Not all stories with a blood-banking connection need to be steeped in controversy. Charles R. Drew was a great physician, scientist, and humanitarian. And you can take that to the "blood bank."
Dr. Kenneth Gross
Hello? What do we have to do to get noticed? I read Alfredo Triff's article "Making the Grade" (November 28) with a lot of interest because I am a professor at the Ai International Fine Arts College, the Miami art university he omitted in his dialogue with representatives of other schools. Just like UM, we are a private school, and like FIU and UM and the New World School of the Arts, we are SACS accredited to award BFA and MFA degrees.
Since UM's Brian Curtis mentioned the names of three of my colleagues, Mr. Triff's piece would have been more interesting and more balanced had he also interviewed Mary Malm, Franklin Einspruch, and Kerry Ware.
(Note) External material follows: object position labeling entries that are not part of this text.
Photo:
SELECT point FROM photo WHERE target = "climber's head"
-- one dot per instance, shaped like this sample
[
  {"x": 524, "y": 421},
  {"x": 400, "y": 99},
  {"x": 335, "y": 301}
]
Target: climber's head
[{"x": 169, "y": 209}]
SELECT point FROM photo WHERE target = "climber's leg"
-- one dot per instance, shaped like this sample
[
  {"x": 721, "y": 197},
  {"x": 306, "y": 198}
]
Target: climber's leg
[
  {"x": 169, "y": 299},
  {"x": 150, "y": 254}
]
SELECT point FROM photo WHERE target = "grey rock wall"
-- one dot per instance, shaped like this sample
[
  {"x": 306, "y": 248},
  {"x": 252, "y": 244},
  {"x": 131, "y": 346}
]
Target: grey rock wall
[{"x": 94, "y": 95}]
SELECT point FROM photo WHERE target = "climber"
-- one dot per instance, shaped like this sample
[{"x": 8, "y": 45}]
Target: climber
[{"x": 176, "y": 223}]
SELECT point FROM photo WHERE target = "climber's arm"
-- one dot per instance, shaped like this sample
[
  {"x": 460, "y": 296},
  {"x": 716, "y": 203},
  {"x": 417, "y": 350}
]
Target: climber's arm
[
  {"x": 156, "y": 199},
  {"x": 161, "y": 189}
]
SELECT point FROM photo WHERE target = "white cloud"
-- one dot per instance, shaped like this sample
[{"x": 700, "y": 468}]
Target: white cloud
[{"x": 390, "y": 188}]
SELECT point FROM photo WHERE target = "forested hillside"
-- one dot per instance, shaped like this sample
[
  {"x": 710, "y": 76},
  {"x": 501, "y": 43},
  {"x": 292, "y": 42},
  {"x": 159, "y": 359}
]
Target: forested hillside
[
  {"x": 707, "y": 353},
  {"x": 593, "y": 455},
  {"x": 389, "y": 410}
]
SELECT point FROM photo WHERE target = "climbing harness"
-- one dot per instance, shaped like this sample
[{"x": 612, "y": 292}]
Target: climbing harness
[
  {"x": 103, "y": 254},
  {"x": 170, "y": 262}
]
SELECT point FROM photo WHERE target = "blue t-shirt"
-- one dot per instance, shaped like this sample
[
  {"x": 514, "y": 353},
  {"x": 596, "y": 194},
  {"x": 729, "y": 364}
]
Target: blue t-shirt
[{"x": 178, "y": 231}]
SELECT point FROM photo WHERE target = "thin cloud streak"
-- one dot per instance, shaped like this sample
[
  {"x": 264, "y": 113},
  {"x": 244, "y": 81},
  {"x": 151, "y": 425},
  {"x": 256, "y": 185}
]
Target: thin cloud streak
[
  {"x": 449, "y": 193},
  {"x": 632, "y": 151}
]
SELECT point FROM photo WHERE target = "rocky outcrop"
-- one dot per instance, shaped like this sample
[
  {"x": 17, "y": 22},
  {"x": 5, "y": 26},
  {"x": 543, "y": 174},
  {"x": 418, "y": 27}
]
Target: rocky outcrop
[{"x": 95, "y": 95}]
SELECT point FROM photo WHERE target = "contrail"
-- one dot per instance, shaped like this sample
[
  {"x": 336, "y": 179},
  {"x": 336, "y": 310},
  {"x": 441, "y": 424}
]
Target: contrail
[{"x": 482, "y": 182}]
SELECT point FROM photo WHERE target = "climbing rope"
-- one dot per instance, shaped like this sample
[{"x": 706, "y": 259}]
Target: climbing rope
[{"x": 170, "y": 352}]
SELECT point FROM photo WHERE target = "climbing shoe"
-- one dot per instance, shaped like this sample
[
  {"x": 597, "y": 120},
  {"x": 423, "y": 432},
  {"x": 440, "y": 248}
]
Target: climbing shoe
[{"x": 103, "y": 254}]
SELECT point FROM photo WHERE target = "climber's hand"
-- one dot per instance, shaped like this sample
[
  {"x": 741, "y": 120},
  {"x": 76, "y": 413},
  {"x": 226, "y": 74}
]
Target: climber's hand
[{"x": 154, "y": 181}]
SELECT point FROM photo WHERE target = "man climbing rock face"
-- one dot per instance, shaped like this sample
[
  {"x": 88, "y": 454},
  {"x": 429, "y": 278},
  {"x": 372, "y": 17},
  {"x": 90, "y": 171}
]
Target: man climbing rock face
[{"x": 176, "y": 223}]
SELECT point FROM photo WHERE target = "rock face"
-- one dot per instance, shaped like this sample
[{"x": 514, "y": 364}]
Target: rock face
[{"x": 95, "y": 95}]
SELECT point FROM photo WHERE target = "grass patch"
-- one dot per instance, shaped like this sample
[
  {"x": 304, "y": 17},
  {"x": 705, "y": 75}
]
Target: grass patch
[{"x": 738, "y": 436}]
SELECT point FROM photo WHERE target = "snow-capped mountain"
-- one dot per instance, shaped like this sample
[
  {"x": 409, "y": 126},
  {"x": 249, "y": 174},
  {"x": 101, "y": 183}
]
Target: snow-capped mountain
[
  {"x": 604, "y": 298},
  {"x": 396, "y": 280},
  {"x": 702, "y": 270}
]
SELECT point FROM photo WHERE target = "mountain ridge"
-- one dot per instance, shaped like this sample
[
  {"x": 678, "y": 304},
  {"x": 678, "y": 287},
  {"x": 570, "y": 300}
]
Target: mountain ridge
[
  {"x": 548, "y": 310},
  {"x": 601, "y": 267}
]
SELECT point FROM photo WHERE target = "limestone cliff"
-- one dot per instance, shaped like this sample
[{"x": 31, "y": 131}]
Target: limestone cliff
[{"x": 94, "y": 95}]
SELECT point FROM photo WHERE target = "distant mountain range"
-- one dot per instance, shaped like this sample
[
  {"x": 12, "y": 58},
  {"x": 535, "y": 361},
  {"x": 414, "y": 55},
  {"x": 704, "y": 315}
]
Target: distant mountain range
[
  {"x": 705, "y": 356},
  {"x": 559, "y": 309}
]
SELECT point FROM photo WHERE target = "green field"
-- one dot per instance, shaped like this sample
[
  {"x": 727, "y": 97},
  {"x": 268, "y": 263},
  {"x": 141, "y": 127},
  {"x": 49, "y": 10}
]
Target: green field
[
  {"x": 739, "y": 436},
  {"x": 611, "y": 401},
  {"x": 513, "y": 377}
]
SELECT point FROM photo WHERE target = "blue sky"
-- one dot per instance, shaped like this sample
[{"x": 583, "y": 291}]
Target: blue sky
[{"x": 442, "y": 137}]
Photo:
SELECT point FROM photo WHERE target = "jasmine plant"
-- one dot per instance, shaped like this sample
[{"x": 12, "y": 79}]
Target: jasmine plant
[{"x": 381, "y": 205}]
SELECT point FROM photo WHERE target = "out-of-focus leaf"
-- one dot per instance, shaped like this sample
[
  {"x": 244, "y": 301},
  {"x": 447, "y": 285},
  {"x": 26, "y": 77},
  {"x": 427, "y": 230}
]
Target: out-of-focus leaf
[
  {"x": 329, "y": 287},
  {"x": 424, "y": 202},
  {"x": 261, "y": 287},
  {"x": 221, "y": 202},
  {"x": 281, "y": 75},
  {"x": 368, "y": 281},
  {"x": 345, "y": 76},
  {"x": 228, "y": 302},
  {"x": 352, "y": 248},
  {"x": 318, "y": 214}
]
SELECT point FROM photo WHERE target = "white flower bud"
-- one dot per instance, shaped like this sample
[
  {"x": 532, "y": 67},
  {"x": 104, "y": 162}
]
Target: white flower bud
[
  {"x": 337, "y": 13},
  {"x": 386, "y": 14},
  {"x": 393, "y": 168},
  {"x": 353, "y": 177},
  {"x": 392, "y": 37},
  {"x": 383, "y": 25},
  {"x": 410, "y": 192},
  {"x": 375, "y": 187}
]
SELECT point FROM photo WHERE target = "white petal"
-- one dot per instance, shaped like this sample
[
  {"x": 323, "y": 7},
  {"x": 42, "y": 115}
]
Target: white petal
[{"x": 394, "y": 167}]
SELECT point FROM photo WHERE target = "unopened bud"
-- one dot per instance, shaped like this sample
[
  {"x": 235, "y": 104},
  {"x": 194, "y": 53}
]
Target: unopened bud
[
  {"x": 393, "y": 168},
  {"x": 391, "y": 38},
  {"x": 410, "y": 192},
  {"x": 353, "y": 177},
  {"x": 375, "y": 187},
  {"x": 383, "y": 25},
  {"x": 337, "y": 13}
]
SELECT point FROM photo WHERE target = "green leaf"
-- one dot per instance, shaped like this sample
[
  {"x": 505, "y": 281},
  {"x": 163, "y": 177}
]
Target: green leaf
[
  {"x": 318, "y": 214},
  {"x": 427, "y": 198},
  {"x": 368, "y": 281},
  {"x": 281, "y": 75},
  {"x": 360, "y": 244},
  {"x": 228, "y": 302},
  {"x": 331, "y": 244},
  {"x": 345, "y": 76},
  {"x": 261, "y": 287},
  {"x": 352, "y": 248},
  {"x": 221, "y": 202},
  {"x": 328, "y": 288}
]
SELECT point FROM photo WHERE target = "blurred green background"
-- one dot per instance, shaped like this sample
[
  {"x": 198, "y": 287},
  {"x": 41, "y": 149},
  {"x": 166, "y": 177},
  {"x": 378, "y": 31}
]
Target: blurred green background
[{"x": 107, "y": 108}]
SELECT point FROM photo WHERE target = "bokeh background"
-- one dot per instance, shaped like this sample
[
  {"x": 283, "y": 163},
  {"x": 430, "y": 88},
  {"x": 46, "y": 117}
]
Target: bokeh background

Perhaps he could do a followup, especially since our school is in the process of upgrading the studio facilities and gallery area.
Ai International Fine Arts College
Get real -- Miami has been artist-unfriendly in a big way: I read Alfredo Triff's article and, as an artist, was very disappointed at the response of our "educators," or whatever they are, to the problems in our city. In Miami art is a second-class profession. Only the younger artists have come to the rescue, but that is despite art schools and galleries and dealers.
I have friends at FIU who have issues with that school and their programs, not to mention UM, which is very expensive for the service it provides to art students.
It's time to stop the publicity and tune in with the art community.